Our normal vacations include disappearing into the wilderness and losing cellphone coverage, so our trip to Atlanta was far from a traditional spring-break locus and far more professional development than vacation. We never lost cellphone coverage, nor did we ever feel alone. In fact, we were professional residents of the queue:  perfecting the tourist slow shuffle through the Georgia Aquarium and World of Coke or fighting like a salmon against the current as we navigated passing periods in schools that are three times the size of our local ones.

In all, the trip was bittersweet for me. The point of our Latin Nerd Vacation to Atlanta was to visit and observe Latin teachers who have successfully implemented comprehensible-input strategies into their classrooms. The observations were particularly useful to Lee, and they bolstered his spirits and enthusiasm in an otherwise demoralizing year. One of my friends, who opened her house to us (and to our dog), is both an incredible Latin speaker and a wonderful Latin teacher. I wish that I could spend a year in her classroom because I feel as if I would improve my Latin dramatically—and get rock-hard abs from all the laughter!

As I no longer teach, the journey also served to remind me how much I miss teaching Latin. I miss the ridiculous costumes and the completely undignified stories and the vivacious kiddos. While I am certainly not sorry to have lefts parts of the profession behind, I rather feel like part of my identity is absent, as if teaching were a limb that I had lost that still tingles from time to time. I tried to fill that void by taking a graduate Latin course, but it isn’t the same. For one, I’d much rather write lesson plans than read academic research. For two, in my graduate class, no one as yet has dressed up as a cat and chased a fellow student wearing a cowboy hat around the room.

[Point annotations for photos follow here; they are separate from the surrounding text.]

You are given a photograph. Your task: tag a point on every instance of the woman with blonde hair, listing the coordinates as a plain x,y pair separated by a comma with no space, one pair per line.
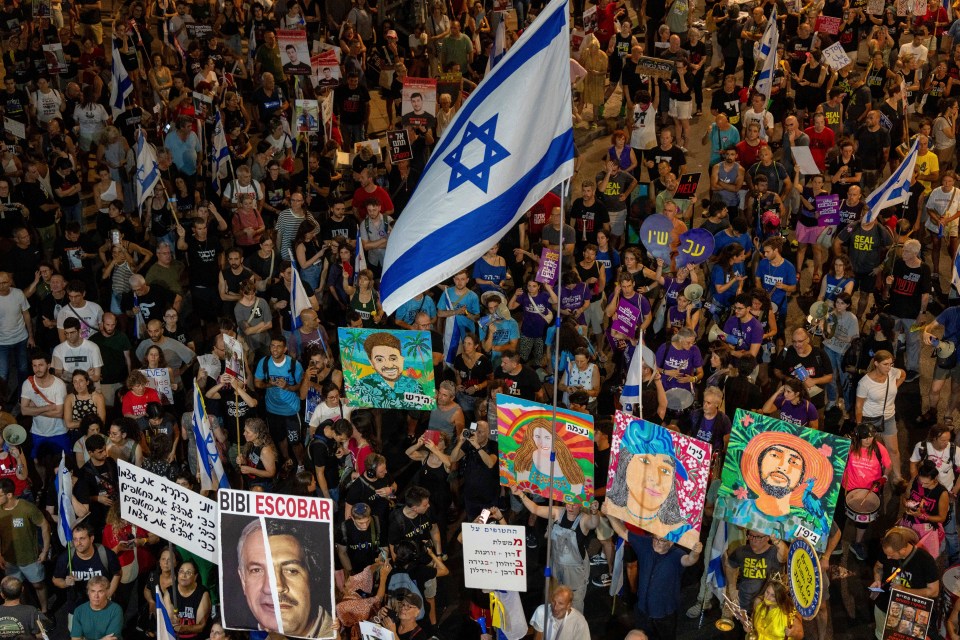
532,461
774,615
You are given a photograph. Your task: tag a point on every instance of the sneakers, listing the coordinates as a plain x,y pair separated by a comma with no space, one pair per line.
857,549
694,611
532,541
603,581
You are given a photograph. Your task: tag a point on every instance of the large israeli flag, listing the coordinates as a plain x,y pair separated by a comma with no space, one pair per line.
895,189
510,143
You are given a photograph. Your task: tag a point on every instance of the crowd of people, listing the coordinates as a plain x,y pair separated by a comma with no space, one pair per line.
99,293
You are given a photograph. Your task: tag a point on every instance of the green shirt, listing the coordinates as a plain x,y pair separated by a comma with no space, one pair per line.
18,533
94,625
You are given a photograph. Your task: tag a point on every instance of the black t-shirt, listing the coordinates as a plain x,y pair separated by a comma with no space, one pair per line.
524,384
202,260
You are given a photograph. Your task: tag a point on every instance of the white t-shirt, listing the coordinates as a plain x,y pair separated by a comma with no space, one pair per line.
56,394
12,328
874,392
90,315
86,356
942,460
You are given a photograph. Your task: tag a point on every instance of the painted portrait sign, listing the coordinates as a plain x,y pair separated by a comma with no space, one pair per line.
781,479
525,439
657,479
387,369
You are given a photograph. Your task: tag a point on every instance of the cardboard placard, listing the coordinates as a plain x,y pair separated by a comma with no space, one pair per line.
168,510
263,534
828,25
398,142
494,557
655,67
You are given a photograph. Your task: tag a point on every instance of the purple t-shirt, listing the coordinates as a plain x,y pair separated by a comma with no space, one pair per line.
572,298
751,331
687,361
534,323
799,414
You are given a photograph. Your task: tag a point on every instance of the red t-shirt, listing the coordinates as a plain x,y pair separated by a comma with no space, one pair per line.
137,405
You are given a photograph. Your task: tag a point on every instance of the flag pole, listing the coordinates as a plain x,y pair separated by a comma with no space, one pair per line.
548,570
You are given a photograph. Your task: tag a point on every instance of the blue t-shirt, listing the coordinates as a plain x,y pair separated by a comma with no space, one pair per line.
281,402
722,239
770,276
408,311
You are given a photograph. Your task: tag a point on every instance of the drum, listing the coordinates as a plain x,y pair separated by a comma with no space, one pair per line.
862,505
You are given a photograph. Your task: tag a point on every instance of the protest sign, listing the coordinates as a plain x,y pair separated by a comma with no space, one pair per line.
835,56
263,534
796,503
687,185
655,67
828,25
418,106
803,158
168,510
159,381
696,246
644,455
908,616
524,435
805,578
828,210
549,267
387,369
307,115
398,142
655,235
627,318
233,359
294,51
494,557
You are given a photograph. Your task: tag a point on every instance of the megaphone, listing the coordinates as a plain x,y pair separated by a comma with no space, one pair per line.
714,333
693,293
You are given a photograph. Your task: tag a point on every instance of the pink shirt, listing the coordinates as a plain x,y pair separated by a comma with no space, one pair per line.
863,468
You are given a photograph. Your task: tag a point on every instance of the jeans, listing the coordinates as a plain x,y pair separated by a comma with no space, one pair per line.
912,360
839,376
13,357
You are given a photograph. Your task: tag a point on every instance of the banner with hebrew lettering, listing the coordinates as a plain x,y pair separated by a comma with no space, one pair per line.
781,479
494,557
387,369
696,246
525,440
657,479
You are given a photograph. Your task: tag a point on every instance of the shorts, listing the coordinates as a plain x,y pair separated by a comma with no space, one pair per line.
33,573
49,445
865,283
681,109
943,374
808,235
618,222
430,588
604,530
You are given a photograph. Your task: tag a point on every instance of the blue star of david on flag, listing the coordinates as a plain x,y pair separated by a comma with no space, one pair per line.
493,153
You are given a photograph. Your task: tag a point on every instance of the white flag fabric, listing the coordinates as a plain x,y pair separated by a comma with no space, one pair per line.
509,144
895,189
771,38
148,171
67,516
208,457
121,86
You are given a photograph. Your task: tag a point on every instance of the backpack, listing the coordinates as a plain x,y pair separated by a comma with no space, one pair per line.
953,457
402,580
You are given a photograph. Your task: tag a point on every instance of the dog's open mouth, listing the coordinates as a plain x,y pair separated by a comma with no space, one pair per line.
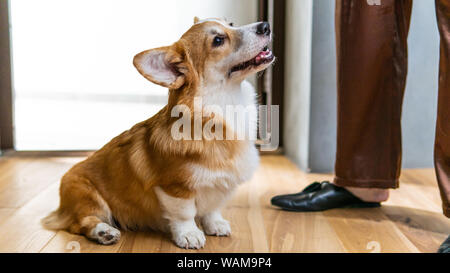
263,57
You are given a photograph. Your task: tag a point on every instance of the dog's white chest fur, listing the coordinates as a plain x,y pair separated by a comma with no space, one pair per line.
213,187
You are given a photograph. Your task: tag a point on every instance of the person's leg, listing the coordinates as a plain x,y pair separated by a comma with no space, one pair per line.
372,68
442,144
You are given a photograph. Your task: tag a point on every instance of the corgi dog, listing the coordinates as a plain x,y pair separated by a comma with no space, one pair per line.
147,179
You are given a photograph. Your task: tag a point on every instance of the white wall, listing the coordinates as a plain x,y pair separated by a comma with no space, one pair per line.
298,81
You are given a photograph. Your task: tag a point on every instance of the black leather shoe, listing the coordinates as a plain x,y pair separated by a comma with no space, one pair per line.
445,247
327,196
311,188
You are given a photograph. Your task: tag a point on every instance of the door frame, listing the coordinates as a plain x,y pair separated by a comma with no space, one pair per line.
6,86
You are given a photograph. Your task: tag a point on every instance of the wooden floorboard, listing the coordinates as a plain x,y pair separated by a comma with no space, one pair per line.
411,221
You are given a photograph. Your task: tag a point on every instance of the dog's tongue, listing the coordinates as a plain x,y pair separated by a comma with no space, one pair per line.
263,55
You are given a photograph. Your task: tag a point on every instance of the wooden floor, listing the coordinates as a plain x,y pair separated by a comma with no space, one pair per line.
410,222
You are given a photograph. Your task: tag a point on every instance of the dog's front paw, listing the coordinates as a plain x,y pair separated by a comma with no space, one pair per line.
105,234
193,239
219,227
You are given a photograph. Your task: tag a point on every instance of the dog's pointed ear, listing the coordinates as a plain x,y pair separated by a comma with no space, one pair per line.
163,66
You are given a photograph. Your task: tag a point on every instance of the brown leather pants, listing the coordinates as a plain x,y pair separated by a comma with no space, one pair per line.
372,68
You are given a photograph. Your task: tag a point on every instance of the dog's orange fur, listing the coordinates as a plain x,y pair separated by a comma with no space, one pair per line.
115,184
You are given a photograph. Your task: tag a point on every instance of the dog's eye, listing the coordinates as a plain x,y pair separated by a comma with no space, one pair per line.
218,41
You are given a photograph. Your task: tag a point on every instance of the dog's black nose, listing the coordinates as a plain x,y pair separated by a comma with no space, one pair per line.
263,29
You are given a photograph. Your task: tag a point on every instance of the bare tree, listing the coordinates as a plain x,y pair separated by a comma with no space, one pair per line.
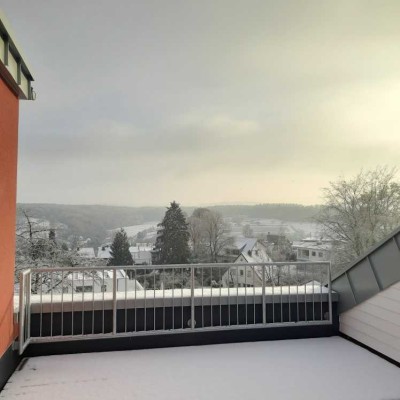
359,212
216,233
37,247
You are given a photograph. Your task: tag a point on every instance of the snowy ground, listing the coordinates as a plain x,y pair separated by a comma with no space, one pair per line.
326,368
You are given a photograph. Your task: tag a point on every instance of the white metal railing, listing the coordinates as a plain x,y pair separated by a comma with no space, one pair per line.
81,302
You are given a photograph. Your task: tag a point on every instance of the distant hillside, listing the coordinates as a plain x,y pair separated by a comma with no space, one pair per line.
93,220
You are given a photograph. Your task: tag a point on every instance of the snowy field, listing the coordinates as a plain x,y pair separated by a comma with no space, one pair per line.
309,369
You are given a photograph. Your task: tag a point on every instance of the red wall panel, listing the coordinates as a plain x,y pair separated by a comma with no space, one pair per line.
8,186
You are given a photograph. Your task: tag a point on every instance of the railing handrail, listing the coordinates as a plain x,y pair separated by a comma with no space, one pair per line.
120,299
166,266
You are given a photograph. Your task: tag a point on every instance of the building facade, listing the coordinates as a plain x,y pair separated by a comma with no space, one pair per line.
15,85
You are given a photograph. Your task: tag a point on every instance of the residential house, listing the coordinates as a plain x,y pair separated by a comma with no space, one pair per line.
313,249
86,252
251,251
141,253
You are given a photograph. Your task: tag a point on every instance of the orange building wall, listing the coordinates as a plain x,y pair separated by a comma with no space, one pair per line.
8,186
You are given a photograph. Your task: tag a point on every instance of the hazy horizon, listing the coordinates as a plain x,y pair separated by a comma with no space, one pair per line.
143,102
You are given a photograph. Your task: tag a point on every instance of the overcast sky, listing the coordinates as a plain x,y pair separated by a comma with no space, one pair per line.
145,102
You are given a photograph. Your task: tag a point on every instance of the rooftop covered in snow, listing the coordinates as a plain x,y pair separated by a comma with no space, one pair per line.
310,369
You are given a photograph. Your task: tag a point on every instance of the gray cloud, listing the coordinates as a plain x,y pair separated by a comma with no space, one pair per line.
204,102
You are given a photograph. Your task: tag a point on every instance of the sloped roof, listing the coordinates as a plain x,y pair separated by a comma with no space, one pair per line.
245,244
371,273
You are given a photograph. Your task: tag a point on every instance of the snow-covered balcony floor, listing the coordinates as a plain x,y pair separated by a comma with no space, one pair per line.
326,368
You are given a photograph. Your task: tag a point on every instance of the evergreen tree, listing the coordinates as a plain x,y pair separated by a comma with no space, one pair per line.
120,254
172,245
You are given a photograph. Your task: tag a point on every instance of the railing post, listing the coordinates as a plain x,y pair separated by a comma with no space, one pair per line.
28,304
114,301
21,313
330,292
264,307
192,320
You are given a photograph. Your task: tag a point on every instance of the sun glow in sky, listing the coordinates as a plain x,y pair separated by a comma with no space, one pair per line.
143,102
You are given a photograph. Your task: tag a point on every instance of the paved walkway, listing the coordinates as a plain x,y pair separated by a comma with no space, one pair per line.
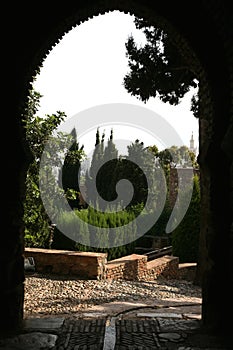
134,327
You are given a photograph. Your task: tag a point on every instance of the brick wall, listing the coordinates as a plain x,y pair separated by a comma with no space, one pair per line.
82,264
136,267
91,265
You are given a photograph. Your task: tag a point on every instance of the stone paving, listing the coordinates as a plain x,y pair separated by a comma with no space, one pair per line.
133,329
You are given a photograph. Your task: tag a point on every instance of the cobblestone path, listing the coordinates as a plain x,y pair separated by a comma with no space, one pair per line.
152,334
82,335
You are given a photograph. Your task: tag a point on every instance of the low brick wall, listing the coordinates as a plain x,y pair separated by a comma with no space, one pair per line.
166,266
82,264
187,271
136,267
129,267
91,265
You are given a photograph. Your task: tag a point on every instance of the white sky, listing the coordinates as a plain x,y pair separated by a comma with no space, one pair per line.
86,69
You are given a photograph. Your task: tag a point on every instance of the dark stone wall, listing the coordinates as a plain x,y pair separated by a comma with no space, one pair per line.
203,33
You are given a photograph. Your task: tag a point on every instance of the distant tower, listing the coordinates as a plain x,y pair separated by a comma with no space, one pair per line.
191,147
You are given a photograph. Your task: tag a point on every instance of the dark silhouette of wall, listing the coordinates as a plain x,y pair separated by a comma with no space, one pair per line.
203,33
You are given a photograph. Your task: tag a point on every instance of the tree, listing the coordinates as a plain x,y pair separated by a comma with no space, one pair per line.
38,131
185,238
69,175
91,174
158,68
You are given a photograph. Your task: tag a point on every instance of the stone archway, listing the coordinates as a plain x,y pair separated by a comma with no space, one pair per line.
205,31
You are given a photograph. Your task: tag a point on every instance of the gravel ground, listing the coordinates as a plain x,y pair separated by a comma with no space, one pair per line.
55,295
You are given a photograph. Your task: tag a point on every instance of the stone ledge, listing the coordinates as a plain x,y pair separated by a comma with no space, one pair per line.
81,264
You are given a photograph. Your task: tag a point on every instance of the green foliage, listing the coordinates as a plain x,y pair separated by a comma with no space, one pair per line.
39,131
158,68
185,238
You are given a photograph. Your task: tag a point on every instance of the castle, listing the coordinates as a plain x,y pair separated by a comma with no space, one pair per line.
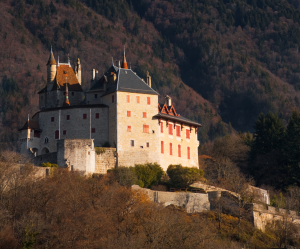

Returning to teaching Latin isn’t on the horizon, nor is moving to Atlanta where Latin teaching jobs abound. After much soul searching, I have postponed admission into the MA program in Classics another year to allow myself more time to learn to manage my fibromyalgia. Living vicariously through my husband’s Latin program and helping out with Kansas Junior Classical League events has not been enough to feed my zippy pow-in-the-face love of all things Latin. I must plan to bring more Latin into my life.

This summer, after my graduate class ends, I want to write simpler versions of the Eclogues that range in difficulty from Latin I to Latin IV. I also want to return to the story I had begun writing (a little over ambitiously) last November. Will it be enough to fill the void? Probably not. But then again, I was certainly familiar with never being enough of anything as a teacher. And, like a teacher, I’ll make it work with what I’ve been given the best I know how.